Mr. Manoj Kumar Khemani has vacated his office under section 167(1)(c)
as Director of the Company w.e.f. 27.05.2015.
The Company has received declarations from all the independent
directors of the Company confirming that they meet the criteria of
independent in terms of the Companies Act 2015 and Clause 49 of the
Listing Agreement.
Mr. K. K. Jha has been appointed as Chief Financial Officer of the
Company with for a period of 3 years effect from 26.03.2015.
Mr. K. Sukumaran has resigned as Company Secretary cum Compliance
Officer of the Company with effect from 31.12.2014.
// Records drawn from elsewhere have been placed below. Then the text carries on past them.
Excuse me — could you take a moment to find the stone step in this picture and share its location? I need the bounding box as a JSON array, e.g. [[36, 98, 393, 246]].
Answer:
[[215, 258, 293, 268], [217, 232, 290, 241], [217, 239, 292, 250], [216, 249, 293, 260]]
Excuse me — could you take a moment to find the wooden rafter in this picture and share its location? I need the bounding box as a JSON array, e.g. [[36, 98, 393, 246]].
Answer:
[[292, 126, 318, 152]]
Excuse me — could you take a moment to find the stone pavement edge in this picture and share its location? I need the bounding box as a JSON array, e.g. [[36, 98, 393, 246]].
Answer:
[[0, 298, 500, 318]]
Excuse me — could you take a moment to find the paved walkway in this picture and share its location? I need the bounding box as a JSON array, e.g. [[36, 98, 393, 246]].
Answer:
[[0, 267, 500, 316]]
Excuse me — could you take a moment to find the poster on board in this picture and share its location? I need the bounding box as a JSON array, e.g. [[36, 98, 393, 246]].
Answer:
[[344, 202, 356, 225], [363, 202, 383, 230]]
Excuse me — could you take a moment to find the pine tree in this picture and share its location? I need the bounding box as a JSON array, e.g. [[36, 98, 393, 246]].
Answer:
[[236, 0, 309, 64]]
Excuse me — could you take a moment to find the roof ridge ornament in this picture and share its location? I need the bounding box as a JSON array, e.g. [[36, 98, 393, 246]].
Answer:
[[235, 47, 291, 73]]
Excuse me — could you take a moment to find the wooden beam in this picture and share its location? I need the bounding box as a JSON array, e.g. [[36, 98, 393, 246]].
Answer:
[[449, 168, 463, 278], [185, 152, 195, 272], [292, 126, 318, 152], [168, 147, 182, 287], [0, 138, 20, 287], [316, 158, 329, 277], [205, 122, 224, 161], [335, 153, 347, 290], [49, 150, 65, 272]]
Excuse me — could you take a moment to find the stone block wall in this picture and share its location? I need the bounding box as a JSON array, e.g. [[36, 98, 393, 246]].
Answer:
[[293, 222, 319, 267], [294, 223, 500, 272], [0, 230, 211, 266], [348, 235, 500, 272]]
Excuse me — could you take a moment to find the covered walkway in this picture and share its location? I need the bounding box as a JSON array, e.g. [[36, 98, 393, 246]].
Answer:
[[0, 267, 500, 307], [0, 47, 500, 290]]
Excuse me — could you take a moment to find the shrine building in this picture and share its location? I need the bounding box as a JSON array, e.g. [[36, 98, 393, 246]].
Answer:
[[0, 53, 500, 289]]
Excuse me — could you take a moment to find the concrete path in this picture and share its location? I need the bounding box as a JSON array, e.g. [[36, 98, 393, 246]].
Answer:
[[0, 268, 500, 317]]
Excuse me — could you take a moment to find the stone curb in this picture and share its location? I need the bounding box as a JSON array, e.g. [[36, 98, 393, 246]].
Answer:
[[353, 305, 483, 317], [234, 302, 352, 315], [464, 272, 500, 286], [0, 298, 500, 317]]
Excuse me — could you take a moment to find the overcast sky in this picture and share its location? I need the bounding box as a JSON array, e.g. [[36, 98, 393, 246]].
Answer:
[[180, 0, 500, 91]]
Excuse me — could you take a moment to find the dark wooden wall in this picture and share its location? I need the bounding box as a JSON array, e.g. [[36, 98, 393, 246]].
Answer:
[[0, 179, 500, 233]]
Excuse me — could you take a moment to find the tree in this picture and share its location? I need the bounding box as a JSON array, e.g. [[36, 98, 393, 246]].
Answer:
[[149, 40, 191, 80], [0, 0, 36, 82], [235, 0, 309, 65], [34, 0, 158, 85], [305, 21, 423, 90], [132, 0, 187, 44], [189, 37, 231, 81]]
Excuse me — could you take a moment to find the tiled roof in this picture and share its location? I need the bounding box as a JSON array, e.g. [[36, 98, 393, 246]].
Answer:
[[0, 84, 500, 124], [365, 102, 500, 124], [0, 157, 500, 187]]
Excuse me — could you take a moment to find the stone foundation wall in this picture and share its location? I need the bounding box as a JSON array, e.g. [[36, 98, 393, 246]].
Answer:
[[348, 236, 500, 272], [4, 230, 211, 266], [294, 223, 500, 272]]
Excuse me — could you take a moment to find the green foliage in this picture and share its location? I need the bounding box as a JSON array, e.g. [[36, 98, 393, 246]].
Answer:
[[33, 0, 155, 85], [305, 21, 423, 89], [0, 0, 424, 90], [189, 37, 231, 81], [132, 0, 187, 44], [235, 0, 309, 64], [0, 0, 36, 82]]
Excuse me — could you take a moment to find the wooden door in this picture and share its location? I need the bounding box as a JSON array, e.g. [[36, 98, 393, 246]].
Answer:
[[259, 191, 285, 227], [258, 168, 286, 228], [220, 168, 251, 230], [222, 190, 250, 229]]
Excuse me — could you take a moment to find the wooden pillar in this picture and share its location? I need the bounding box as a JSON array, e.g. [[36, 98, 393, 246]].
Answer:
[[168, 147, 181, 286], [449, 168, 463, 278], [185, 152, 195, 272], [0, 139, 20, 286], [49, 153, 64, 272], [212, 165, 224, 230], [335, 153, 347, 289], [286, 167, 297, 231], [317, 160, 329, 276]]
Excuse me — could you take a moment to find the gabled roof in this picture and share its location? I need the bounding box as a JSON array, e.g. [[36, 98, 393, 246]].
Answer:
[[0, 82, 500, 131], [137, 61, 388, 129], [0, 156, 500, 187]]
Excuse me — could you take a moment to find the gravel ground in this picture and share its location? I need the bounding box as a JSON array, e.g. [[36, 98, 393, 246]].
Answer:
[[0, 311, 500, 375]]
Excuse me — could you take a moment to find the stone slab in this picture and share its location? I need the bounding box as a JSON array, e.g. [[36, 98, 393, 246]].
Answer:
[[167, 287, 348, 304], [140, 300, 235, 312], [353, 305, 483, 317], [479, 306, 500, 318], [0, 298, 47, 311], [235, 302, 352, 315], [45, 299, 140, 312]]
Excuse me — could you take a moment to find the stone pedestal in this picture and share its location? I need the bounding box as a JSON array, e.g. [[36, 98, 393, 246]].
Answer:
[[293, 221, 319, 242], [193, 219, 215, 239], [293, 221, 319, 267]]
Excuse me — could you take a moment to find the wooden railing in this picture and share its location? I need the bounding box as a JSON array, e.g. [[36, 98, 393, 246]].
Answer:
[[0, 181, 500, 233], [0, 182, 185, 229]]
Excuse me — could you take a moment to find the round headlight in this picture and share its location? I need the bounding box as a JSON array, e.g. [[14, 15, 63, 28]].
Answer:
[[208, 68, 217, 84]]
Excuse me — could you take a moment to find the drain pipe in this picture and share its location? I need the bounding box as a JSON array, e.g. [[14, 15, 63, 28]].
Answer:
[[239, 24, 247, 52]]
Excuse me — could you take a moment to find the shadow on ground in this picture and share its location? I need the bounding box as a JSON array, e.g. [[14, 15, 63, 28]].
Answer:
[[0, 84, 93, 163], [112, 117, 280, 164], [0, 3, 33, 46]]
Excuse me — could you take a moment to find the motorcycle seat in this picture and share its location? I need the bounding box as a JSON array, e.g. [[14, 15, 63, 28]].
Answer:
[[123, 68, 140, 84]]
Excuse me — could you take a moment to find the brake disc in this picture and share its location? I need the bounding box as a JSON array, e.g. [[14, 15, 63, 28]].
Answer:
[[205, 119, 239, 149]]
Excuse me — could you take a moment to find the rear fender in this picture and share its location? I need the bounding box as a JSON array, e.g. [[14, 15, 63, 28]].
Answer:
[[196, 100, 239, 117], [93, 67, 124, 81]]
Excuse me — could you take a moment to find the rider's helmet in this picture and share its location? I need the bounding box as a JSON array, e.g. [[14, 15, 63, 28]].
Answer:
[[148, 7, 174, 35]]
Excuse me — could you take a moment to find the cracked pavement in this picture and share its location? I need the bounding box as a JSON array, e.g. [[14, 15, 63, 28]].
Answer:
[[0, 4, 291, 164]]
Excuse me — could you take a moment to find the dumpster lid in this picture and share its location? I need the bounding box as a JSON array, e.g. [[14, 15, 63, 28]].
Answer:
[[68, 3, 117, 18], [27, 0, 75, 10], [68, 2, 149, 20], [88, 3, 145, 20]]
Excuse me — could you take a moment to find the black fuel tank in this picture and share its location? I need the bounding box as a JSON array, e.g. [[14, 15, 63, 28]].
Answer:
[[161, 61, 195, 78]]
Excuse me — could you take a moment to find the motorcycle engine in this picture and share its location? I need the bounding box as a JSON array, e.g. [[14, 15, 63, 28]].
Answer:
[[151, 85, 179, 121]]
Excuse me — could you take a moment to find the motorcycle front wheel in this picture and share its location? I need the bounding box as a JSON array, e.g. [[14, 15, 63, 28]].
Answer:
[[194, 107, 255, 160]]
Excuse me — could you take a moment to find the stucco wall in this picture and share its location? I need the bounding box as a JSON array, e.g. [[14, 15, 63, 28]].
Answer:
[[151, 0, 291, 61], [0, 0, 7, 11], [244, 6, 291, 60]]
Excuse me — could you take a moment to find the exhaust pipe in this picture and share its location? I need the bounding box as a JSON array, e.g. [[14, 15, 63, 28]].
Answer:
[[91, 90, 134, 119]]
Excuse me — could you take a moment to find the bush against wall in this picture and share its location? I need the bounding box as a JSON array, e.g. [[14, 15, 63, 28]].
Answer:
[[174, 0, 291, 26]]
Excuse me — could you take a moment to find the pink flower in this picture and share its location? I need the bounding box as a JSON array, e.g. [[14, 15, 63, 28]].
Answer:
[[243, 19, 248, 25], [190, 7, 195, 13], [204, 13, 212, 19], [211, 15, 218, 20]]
6. Particulars of Employees:
Pursuant to the Companies (Appointment and Remuneration of Managerial
Personnel) Rules, 2014, Statement of particulars of employees is
annexed as Annexure I.
7. Meetings
During the year Eight Board Meetings and 4 Audit Committee Meetings
were convened and held, the details of which are given in the Corporate
Governance Report. The intervening gap between the Meetings was within
the period prescribed under the Companies Act, 2013.
8. Board Evaluation
Pursuant to the provisions of the Companies Act, 2013 and Clause 49 of
the Listing Agreement, the Board has carried out an annual performance
evaluation of its own performance, the directors individually as well
as the evaluation of the working of its Audit, Nomination &
Remuneration and Compliance Committees. The manner in which the
evaluation has been carried out has been explained in the Corporate
Governance Report.
9. Remuneration Policy
The Board has, on the recommendation of the Nomination & Remuneration
Committee framed a policy for selection and appointment of Directors,
Senior Management and their remuneration. The Remuneration Policy is
stated in the Corporate Governance Report.
10. Details of Subsidiary/Joint Ventures/Associate Companies The
Company has no subsidiary or joint venture or associate company.
11. AUDITORS:
The Auditors, M/s M.B.R & Co., Chartered Accountants, New Delhi, retire
at the ensuing Annual General Meeting and, being eligible, offer
themselves for reappointment for a period of 1 year from the conclusion
of this Annual General Meeting till the conclusion of next AGM.
12. AUDITORS' REPORT
The Auditors' Report does not contain any qualification. Notes to
Accounts and Auditors remarks in their report are self-explanatory and
do not call for any further comments.
13. Secretarial Audit Report
In terms of Section 204 of the Act and Rules made thereunder, M/s.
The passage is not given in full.